Anserini How-To Guides

This page provides a set of how-to guides for using Anserini with PyTerrier.


How do I index a standard corpus?

Indexing a standard corpus with Anserini
import pyterrier as pt
from pyterrier_anserini import AnseriniIndex
dataset = pt.datasets.get_dataset("irds:msmarco-passage") # [1]
my_index = AnseriniIndex('/path/to/index/location.anserini') # [2]
my_index.index(dataset.get_corpus_iter()) # [3]
  1. Select your dataset here. If the corpus is not available in PyTerrier datasets, see anserni:how-to:index-custom

  2. Specify the location where you want to store the Anserini index. The location must not yet exist. We recommend using the .anserini extension, though this is not required.

  3. This performs indexing with default settings. If you need more control over the indexing settings, see indexer() for advanced options.


How do I index a custom collection?

Indexing a custom collection with Anserini
import pyterrier as pt
my_collection = [ # [1]
    {"docno": "doc1", "title": "This is the text of document one.", "body": "This is the body of document one."},
    {"docno": "doc2", "title": "This is the text of document two.", "body": "This is the body of document two."},
    {"docno": "doc3", "title": "This is the text of document three.", "body": "This is the body of document three."}
]
my_index = AnseriniIndex('/path/to/index/location.anserini') # [2]
indexer = my_index.indexer(fields=["title", "body"]) # [3]
indexer.index(my_collection)
  1. Each document should be a dictionary with docno (a unique identifier) and additional text fields. Your collection can be any iterable type (list, generator, etc.).

  2. Specify the location where you want to store the Anserini index. The location must not yet exist. We recommend using the .anserini extension, though this is not required.

  3. fields=... lets you specify which fields to index. If you do not specify this option, all string fields will be merged automatically.


How do I retrieve documents from an Anserini index with BM25?

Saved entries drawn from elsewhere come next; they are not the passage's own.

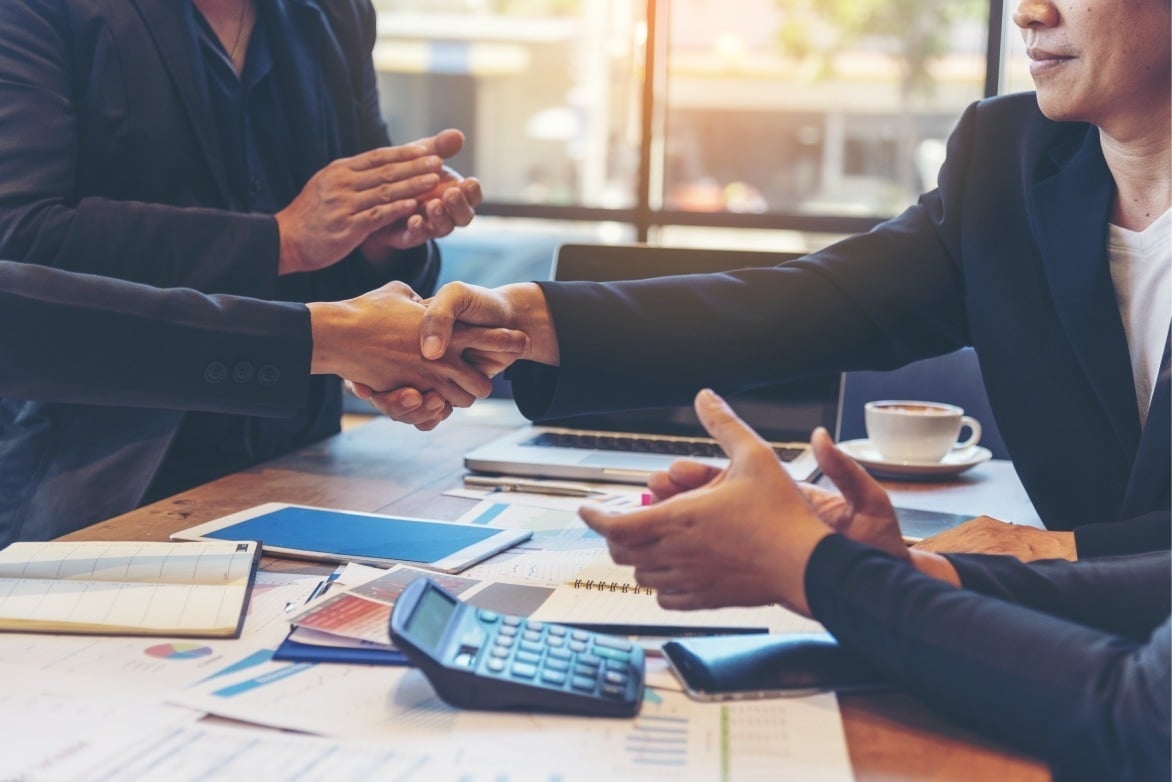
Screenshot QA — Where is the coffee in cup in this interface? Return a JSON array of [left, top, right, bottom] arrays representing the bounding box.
[[864, 400, 981, 463]]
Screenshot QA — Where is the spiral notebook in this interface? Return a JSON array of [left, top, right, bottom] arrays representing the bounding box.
[[529, 558, 823, 636]]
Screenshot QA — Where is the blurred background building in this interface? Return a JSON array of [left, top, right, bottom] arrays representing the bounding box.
[[369, 0, 1034, 285]]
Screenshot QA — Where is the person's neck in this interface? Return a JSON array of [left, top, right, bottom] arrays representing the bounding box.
[[1099, 110, 1172, 232]]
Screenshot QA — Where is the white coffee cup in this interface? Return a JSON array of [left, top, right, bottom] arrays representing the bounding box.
[[864, 400, 982, 463]]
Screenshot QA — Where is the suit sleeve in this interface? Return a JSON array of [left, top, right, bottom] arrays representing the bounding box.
[[1072, 511, 1171, 558], [0, 0, 281, 296], [511, 103, 997, 420], [805, 535, 1171, 781], [0, 262, 311, 415]]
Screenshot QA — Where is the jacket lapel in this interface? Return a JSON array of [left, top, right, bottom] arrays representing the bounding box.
[[1029, 127, 1141, 458], [1122, 334, 1171, 517], [267, 0, 337, 184], [126, 0, 232, 203]]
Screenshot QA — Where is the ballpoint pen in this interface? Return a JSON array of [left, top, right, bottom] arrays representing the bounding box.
[[463, 474, 606, 498]]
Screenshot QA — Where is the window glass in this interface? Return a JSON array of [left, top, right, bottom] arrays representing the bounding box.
[[437, 217, 636, 288], [372, 1, 644, 208], [1000, 14, 1034, 96], [659, 0, 989, 218]]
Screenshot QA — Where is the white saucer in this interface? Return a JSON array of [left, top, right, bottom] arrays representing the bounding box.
[[838, 439, 993, 480]]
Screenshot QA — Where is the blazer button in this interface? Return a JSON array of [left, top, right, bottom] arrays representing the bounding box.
[[233, 361, 256, 383], [257, 365, 280, 386], [204, 361, 228, 384]]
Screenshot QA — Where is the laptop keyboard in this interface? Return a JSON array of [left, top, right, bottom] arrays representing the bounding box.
[[522, 431, 807, 463]]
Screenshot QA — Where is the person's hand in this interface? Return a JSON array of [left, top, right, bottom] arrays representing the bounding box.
[[359, 279, 558, 430], [580, 390, 833, 617], [646, 428, 905, 560], [276, 144, 445, 275], [912, 516, 1077, 561], [420, 281, 560, 365], [347, 317, 528, 431], [306, 281, 527, 411], [347, 381, 454, 432], [359, 130, 482, 261]]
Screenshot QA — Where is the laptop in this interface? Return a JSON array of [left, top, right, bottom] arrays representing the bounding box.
[[464, 243, 844, 485]]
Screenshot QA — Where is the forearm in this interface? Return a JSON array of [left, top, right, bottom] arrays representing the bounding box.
[[945, 547, 1170, 639], [4, 199, 282, 296], [0, 263, 310, 414], [806, 535, 1171, 780], [1073, 511, 1171, 557]]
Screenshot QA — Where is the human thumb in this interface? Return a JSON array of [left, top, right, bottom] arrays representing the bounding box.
[[693, 389, 768, 463]]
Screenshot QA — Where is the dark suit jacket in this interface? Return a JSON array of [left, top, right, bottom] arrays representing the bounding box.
[[511, 93, 1170, 556], [0, 0, 439, 543], [0, 262, 311, 414], [807, 534, 1170, 781]]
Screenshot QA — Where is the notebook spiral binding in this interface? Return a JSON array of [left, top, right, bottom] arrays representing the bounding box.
[[572, 578, 655, 595]]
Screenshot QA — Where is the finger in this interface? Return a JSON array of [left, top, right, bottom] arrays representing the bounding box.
[[693, 388, 772, 462], [440, 189, 476, 227], [354, 198, 420, 235], [420, 199, 456, 238], [457, 177, 483, 208], [364, 387, 425, 421], [579, 504, 666, 548], [347, 380, 374, 401], [406, 128, 464, 159], [421, 282, 507, 360], [810, 427, 892, 513], [449, 326, 529, 356], [351, 171, 441, 211], [665, 460, 723, 491], [346, 144, 432, 171], [391, 392, 449, 427], [434, 377, 481, 408]]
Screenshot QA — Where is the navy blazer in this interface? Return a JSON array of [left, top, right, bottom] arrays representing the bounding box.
[[0, 262, 311, 414], [511, 93, 1170, 555], [807, 535, 1170, 781], [0, 0, 439, 543]]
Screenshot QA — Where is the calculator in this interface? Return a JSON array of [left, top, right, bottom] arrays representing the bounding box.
[[389, 576, 645, 717]]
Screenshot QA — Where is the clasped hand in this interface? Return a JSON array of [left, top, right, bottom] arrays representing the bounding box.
[[276, 129, 482, 276], [307, 281, 527, 430]]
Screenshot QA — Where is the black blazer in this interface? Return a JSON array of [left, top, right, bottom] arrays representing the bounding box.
[[0, 262, 311, 414], [807, 534, 1170, 781], [512, 93, 1170, 555], [0, 0, 439, 543]]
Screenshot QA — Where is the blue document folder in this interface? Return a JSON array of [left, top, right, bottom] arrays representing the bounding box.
[[273, 630, 409, 666]]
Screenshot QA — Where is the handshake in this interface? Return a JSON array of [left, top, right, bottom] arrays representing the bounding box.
[[307, 280, 559, 430]]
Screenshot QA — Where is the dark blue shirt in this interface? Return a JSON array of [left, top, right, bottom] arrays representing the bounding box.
[[146, 2, 334, 501], [189, 2, 298, 214]]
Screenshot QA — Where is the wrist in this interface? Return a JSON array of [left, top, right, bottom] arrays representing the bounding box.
[[275, 213, 305, 276], [306, 301, 350, 376], [907, 549, 962, 586], [505, 282, 560, 365]]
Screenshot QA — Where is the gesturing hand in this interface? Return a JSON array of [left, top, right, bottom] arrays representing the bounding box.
[[580, 390, 833, 617], [645, 427, 906, 561]]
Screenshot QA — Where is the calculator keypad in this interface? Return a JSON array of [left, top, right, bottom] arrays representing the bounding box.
[[473, 610, 637, 700]]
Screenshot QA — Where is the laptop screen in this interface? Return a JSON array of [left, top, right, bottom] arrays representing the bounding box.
[[538, 244, 842, 443]]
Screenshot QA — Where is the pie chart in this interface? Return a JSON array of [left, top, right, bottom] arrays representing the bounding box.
[[144, 642, 214, 660]]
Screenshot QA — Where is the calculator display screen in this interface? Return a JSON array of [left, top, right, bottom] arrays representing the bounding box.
[[404, 586, 458, 652]]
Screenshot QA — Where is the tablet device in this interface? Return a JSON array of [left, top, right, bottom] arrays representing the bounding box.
[[662, 632, 890, 701], [171, 503, 532, 574]]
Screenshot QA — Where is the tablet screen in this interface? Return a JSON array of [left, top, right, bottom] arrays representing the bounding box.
[[198, 506, 502, 564]]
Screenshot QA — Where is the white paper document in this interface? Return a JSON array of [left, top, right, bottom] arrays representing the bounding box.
[[172, 659, 853, 780]]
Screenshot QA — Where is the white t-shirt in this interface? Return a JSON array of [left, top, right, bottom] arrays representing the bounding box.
[[1107, 208, 1172, 426]]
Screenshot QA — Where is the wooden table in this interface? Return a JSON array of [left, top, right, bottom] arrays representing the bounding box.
[[63, 403, 1049, 781]]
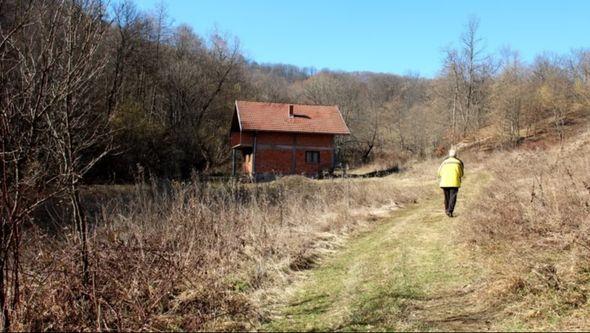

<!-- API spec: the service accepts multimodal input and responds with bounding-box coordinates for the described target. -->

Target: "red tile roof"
[235,100,350,135]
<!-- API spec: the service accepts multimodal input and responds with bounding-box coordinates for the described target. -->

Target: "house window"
[305,151,320,164]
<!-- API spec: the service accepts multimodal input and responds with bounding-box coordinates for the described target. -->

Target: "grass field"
[262,171,498,331]
[260,127,590,331]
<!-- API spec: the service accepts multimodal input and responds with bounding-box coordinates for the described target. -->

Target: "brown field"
[461,129,590,330]
[19,173,433,331]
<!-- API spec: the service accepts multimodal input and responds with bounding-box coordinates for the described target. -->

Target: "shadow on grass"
[347,166,401,178]
[333,288,427,330]
[284,292,332,317]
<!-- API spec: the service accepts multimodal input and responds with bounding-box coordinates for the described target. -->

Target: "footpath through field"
[263,171,493,331]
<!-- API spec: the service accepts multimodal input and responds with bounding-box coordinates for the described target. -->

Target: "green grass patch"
[262,172,490,332]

Retrieving documents from an Anserini index with BM25
import pyterrier as pt
from pyterrier_anserini import AnseriniIndex
index = AnseriniIndex('/path/to/index.location.anserini') # [1]
bm25 = index.bm25() # [2]
queries = pd.DataFrame([{"qid": "1", "query": "example query"}]) # [3]
results = bm25(queries) # [4]
  1. Specify the location of your Anserini index.

  2. This creates a BM25 retriever. You can also create other retrievers or re-rankers using the corresponding factory methods in AnseriniIndex.

  3. Create a DataFrame with your queries. The DataFrame must have a qid column for query IDs and a query column for query text.

  4. This runs retrieval and returns a DataFrame with results. By default, the results will include the docno and score fields, but you can include additional fields using the include_fields=... option when creating the retriever.